Militares distantes – Mas o fato novo que emerge da detenção de Pinochet é a posição das Forças Armadas em relação ao indiciamento do general. Ao contrário do que aconteceu ao ex-ditador no seu retorno a Santiago, quando o Exército, capitaneado pelo seu comandante, general Ricardo Izurieta, lhe prestou ostensivas homenagens em desagravo, hoje os chefes militares parecem estar tomando uma relativa distância de seu antigo chefe. Tanto que, há duas semanas, o general Izurieta trocou os integrantes da guarda de Pinochet por oficiais e soldados menos comprometidos com o ex-comandante.

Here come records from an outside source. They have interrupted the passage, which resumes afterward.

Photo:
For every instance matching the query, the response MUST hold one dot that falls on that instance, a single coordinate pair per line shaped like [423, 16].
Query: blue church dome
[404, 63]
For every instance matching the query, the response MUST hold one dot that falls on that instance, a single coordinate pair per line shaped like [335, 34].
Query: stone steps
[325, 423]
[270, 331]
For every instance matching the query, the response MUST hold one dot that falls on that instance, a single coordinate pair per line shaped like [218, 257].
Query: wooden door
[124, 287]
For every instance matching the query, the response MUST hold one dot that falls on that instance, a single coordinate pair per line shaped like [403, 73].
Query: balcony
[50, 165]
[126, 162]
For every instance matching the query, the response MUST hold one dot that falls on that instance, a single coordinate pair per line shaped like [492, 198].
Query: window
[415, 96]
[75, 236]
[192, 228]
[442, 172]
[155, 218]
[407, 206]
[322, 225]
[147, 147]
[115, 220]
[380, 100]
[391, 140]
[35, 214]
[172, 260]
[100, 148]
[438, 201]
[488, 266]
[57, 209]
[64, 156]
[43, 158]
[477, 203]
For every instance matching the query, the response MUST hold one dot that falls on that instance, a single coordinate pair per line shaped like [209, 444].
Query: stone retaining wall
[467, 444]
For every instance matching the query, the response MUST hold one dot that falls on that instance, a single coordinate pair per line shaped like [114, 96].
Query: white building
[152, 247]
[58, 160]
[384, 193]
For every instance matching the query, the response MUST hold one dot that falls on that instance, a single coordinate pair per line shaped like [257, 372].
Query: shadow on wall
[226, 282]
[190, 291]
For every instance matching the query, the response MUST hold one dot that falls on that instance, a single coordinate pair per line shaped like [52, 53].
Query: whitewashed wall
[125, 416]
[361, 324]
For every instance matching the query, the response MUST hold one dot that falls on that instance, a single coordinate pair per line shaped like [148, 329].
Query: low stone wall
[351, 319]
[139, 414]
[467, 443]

Sintoma do mal-estar que essa atitude de “lavar as mãos” dos militares provocou foi a reação de civis pinochetistas: no dia em que a prisão domiciliar de Pinochet foi notificada, centenas de manifestantes reuniram-se em frente ao edifício das Forças Armadas, no centro de Santiago, para protestar contra o que consideram uma “omissão” do Exército. “Izurieta traidor, entregaste o senador!” ou “Izurieta, Izurieta, que o Exército se meta!”, berravam as viúvas da ditadura. O único chefe militar a contestar publicamente a decisão da Justiça foi o comandante-em-chefe da Marinha, almirante Jorge Arancibia. “Quem semeia vento colhe tempestade”, ameaçou o chefe naval, certamente imbuído do espírito de Nemesis. O capitão-general Augusto Pinochet Ugarte que o diga.